Another mechanism in encopresis is traumatic experiences around toileting. This could include falling in the toilet, having had an “accident” in the toilet, being afraid that one might “fall inside” the toilet, or that an animal can come out of it to bite the child. These fears are common in preschool children and may persist for a long time, if unaddressed. Other children with sensory integration difficulties dislike the toilet seat because it is “too cold” or because of the scary noise that the water makes when the toilet is flushed. Here there may be alternatives such as warming the toilet seat first, using ear plugs to minimize the intensity of the noise, or waiting for the child to leave the toilet to flush it.

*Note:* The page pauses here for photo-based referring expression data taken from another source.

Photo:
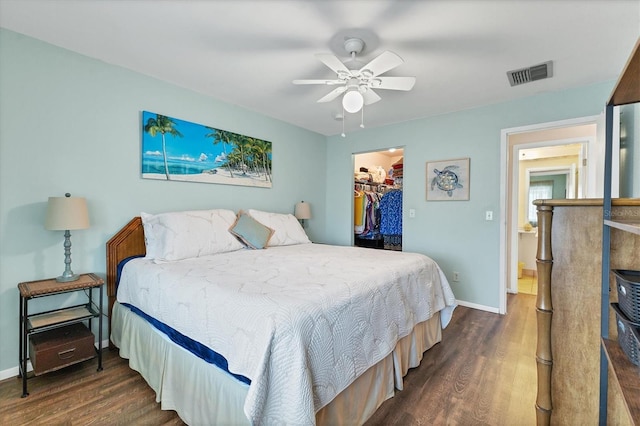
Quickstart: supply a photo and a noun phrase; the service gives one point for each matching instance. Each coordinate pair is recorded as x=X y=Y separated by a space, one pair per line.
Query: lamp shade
x=352 y=101
x=66 y=213
x=302 y=211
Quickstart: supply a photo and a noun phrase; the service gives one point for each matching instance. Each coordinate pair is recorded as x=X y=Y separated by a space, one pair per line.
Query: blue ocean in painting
x=155 y=164
x=171 y=146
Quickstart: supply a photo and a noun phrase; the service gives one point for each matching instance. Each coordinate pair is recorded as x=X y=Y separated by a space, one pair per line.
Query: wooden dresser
x=569 y=263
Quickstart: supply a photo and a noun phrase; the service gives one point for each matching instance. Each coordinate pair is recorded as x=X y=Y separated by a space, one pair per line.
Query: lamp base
x=67 y=278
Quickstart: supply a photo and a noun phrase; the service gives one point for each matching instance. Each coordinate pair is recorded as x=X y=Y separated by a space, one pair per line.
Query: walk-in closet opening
x=377 y=199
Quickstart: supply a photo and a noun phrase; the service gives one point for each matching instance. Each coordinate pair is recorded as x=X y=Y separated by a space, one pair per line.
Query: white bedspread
x=302 y=322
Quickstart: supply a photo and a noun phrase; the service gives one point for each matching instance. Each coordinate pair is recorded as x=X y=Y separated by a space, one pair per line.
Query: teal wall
x=72 y=124
x=630 y=151
x=69 y=123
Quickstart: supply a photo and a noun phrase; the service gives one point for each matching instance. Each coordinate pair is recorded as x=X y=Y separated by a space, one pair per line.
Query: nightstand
x=58 y=338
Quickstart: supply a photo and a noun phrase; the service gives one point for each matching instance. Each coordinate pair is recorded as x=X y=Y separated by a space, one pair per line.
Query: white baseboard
x=13 y=371
x=479 y=307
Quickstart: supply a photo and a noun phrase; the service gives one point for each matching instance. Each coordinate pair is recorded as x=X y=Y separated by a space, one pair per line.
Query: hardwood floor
x=483 y=372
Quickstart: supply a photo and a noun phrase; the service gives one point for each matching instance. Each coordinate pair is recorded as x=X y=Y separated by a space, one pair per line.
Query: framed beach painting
x=448 y=180
x=179 y=150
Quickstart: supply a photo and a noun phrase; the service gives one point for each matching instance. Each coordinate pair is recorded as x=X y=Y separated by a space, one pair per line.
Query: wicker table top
x=40 y=287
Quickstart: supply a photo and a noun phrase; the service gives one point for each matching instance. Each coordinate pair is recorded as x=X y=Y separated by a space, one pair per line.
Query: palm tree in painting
x=224 y=137
x=163 y=125
x=262 y=149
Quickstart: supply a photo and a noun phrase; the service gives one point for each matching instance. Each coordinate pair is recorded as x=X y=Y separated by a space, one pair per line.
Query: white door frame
x=595 y=159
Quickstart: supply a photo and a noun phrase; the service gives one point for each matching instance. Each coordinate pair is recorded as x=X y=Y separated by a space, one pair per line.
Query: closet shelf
x=632 y=226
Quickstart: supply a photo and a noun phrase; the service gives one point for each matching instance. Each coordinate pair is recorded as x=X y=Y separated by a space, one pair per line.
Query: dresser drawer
x=60 y=347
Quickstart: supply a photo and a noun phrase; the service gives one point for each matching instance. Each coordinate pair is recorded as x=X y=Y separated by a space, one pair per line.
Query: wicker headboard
x=129 y=241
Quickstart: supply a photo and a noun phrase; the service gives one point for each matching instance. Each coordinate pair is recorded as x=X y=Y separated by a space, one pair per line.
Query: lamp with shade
x=302 y=212
x=66 y=214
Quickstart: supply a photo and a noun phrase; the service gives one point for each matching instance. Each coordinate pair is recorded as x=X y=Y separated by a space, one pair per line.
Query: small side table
x=42 y=322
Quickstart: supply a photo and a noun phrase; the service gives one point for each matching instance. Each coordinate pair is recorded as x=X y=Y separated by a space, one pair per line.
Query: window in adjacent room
x=537 y=191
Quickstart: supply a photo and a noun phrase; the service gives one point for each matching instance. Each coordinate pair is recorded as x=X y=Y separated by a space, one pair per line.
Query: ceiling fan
x=357 y=84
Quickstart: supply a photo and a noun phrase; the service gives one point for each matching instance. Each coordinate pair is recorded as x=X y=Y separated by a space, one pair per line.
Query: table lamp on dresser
x=66 y=214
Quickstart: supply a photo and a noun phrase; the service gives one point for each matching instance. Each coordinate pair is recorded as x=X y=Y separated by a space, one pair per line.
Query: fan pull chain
x=343 y=119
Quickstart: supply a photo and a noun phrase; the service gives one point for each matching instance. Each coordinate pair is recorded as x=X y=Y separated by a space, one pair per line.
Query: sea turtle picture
x=446 y=180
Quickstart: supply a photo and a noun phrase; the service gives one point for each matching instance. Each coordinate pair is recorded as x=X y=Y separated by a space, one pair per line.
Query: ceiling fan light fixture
x=352 y=101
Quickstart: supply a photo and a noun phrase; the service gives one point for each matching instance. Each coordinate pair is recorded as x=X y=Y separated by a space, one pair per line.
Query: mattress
x=301 y=323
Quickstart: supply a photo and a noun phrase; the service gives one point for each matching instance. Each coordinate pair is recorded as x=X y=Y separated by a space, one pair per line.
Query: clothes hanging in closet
x=391 y=219
x=366 y=213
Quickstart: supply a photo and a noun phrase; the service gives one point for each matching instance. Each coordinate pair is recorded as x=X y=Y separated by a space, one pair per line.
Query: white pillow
x=182 y=235
x=287 y=229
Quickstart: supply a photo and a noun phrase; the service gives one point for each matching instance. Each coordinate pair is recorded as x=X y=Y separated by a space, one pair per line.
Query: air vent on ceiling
x=527 y=75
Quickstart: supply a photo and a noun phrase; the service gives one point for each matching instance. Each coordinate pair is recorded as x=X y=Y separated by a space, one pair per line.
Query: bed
x=275 y=330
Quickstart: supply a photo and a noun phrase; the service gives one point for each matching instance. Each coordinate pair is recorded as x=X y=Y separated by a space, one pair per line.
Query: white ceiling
x=247 y=52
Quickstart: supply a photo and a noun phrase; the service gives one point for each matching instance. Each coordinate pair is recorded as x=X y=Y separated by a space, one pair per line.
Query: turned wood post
x=544 y=313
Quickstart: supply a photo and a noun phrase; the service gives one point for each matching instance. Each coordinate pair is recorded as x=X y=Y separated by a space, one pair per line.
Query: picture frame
x=448 y=180
x=179 y=150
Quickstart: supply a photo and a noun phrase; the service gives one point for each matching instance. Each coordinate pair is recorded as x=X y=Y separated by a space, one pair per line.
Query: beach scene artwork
x=178 y=150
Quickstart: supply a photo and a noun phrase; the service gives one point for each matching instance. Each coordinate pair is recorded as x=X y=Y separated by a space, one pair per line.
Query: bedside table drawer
x=61 y=347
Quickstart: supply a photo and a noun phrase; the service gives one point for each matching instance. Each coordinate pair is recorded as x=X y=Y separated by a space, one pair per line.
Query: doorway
x=377 y=201
x=548 y=140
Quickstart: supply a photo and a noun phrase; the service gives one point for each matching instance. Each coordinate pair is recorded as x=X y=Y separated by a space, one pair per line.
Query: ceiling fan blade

Another common scenario is the wish for the child to “feel special” in a group of many siblings or with parents who are very busy with their own affairs. The child becomes, so to speak, a “specialized person” in defecating in his or her pants. The child may sense that when the parents start to smell the feces, they notice her and start asking questions about what happened. Her parents may take their child to the doctor, worry about giving her a special diet, etc., and all of this can make the child feel important, particularly if there are few other reasons for the child to feel special or noticed. Of course, another scenario of encopresis involves the covert expression of resentment and passive aggression toward caregivers. A battle of wills, so to speak, may be present. The child may compete with siblings or show anger toward the parents through the inappropriate defecations. The child may feel that he does not have a voice in his family and may feel very angry at his parents, or one parent, but be unable to express this directly due to the parenting strategies of his caregivers, who may be very strict and punish the child often. One way to “counterattack,” so to speak, is the fecal accidents that lead to intense reactions by the parents, for instance, having to clean the bathroom and dealing with feces in the underwear. Some children go to great lengths to attack their parents with feces, for instance, depositing or concealing the soiled underwear in the mother’s purse, the father’s clean clothes, or inside the ventilation system of the house (air conditioner ducts, etc.). This comes close to an “attack with feces,” which of course many animals use as a defense against predators.

The intervention in these circumstances is to address the “central” problem or problems, for example, improve the parent–child relationship, diminish the fears of an accident in the toilet, or make the child feel special in other ways, so that she can give up the underlying reason for her behavior. A purely behavioral system with positive rewards or with “negative consequences” often fails if the child has a stronger motivation to maintain the undesired action.

Burning Mouth Syndrome

As the name implies, the affected person experiences a sensation of constant burning in the mucosa of the mouth and tongue (Mignogna et al., 2011). The sensation may also be one of “sand” texture of the mucosa and the feeling that there is a foreign body in the affected areas. The problem has no medical explanation and is often associated with problems like anxiety, depression, and other symptoms of somatization. It also has been associated with chronic fatigue syndrome and with irritable bowel syndrome.